Capital gains tax long been a Green policy

John Walley
John Walley
The Green Party has stolen a march on Labour regarding capital gains tax after Labour leaked its proposals to the media but is refusing to verify what will be in its tax package being released next week.

Capital gains tax has been a Green policy since 2003 and the party is sending out many press statements and video links on the subject while Labour is left floundering.

Yesterday, Green co-leader Russel Norman issued another statement on capital gains tax, saying it was a critical component of rebalancing the economy that no amount of tinkering by Finance Minister Bill English would fix. It would help shift investment out of property speculation and into the productive sector.

Labour MPs are looking smug, confident the tax policy being released next week will be a game changer in the false election campaign currently being waged.

Former Labour finance minister Michael Cullen was a staunch opponent of a capital gains tax.

Green co-leader Metiria Turei told the Otago Daily Times that a capital gains tax had been a Green Party policy since 2003 and had again been part of a major speech she gave earlier last year.

A capital gains tax would restore the right incentives for investment in the economy. That was why the OECD, Treasury, the IMF and the Savings Working Group supported a tax on capital gains, she said.

The capital gains tax policy was the second time in recent months that Labour had adopted a Green policy. The Greens also proposed raising the minimum wage to $15 an hour five or six years ago before the policy was adopted by Labour.

Asked how she felt about Labour taking ownership of Green policy, Mrs Turei said that, in one way, it was good because it meant the Greens were leading the political agenda on economics.

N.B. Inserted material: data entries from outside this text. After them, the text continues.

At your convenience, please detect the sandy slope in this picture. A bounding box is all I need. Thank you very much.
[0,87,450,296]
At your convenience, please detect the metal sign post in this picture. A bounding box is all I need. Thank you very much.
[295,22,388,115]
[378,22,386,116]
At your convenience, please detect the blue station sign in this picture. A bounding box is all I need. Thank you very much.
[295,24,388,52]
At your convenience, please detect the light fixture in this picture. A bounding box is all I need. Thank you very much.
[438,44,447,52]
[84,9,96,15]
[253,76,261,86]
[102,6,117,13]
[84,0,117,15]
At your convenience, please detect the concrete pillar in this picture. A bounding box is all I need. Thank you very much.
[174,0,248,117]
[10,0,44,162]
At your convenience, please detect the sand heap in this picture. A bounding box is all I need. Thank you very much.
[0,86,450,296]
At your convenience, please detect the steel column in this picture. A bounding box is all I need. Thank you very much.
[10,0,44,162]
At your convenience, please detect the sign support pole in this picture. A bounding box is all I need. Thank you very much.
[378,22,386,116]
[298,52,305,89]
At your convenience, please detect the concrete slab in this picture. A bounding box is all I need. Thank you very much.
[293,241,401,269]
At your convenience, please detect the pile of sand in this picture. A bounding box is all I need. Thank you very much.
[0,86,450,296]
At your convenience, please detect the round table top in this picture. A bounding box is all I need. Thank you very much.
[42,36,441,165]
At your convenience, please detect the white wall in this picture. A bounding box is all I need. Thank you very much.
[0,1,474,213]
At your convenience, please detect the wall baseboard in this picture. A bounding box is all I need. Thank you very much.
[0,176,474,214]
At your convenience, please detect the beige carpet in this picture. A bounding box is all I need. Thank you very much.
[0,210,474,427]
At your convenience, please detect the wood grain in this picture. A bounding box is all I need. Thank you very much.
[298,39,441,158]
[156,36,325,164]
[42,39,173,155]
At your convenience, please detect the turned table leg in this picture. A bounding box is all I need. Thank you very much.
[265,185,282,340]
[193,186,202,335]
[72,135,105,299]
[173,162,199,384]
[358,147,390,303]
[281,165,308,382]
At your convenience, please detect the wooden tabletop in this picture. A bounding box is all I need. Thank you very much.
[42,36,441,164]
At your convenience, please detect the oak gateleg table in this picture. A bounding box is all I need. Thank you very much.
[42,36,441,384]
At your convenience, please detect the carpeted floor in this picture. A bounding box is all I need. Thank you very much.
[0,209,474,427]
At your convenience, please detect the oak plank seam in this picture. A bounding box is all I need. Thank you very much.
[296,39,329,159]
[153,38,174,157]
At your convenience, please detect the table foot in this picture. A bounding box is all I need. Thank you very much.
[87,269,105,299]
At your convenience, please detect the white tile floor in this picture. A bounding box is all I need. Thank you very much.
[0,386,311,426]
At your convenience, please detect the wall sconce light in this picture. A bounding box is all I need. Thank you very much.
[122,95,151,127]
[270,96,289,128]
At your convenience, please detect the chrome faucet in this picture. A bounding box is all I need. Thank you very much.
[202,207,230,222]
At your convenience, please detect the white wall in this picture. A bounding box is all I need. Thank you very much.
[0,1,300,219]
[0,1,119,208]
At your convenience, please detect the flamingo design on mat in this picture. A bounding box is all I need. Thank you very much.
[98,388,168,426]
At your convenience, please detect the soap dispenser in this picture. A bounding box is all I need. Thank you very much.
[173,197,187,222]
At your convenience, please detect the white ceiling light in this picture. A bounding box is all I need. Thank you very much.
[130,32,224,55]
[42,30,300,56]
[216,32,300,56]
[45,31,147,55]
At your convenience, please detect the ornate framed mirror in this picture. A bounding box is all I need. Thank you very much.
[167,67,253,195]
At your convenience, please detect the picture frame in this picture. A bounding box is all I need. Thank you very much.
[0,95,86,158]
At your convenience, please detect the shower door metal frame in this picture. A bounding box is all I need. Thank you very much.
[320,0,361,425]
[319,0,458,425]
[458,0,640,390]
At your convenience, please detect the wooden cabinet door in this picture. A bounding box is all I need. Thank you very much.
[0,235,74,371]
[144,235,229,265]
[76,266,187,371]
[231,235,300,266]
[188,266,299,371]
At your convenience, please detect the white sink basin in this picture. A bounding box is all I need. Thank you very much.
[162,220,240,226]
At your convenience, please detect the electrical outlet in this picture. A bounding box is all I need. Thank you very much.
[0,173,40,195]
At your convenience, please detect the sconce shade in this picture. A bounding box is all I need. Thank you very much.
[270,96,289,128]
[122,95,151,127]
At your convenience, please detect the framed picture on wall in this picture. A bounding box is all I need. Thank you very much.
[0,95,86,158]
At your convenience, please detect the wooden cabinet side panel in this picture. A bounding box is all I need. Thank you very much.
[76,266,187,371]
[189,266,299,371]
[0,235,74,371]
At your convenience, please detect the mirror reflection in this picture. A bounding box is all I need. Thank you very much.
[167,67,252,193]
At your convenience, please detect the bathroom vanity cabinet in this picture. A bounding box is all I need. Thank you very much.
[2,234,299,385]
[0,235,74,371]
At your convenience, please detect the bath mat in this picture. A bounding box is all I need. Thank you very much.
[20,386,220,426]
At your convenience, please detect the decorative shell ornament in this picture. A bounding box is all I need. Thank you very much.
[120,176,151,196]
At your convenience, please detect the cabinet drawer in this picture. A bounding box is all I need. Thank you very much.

"It cements our position as a political force on taxation and social issues."

However, Labour had a chance during its last nine years in government to introduce both a capital gains tax and increase the minimum wage to $15. It failed to do either, she said.

The delay in introducing both policies had meant a huge cost to the country.

"It's not good enough to have the policies in opposition. You have to carry them out in government," she said.

The Green capital gains tax policy is straightforward, according to the party website:

• Support the introduction of a comprehensive capital gains tax on inflation-adjusted capital gains at the time the capital gains are realised.

• Support a blanket exemption for the family home from any capital gains tax.

• Support treating taxable real capital gains as income for tax rate purposes and investigate mechanisms to allow the income from capital gains to be spread over several years for New Zealand residents.

A party spokesman said the Greens wanted to win the debate before going into detail.

The policy is gaining traction, with manufacturers, exporters and academics joining the call for the introduction of a capital gains tax.

The New Zealand Manufacturers and Exporters Association said the eradication of the capital gains tax harbour would help to lift productive investment.

Chief executive John Walley said a more balanced tax system would see investment flow to the most intrinsically profitable areas of the economy, rather than those that were tax advantaged.

"With the tax system as it is now, investment in assets is favoured. Assets provide few jobs and no tax revenue to the Government. "The same investment in the productive economy provides jobs, export earnings or import substitution, higher incomes and more government revenue; plus the hope of a balanced current account," he said.

AUT University law academics said the "average" New Zealander would not be affected by a capital gains tax because the majority of New Zealanders did not have investment properties.

"Those that do, do so to reduce their annual income tax bill in any case. For example, they are high-salary and -wage earners who recoup PAYE by utilising losses from investment property."

The recent introduction of the LTC (look-through company) would do little to remedy the problem, the academics - Chris Ohms, Ranjana Gupta, Dennis Moodley and Katherine Ritchie - said.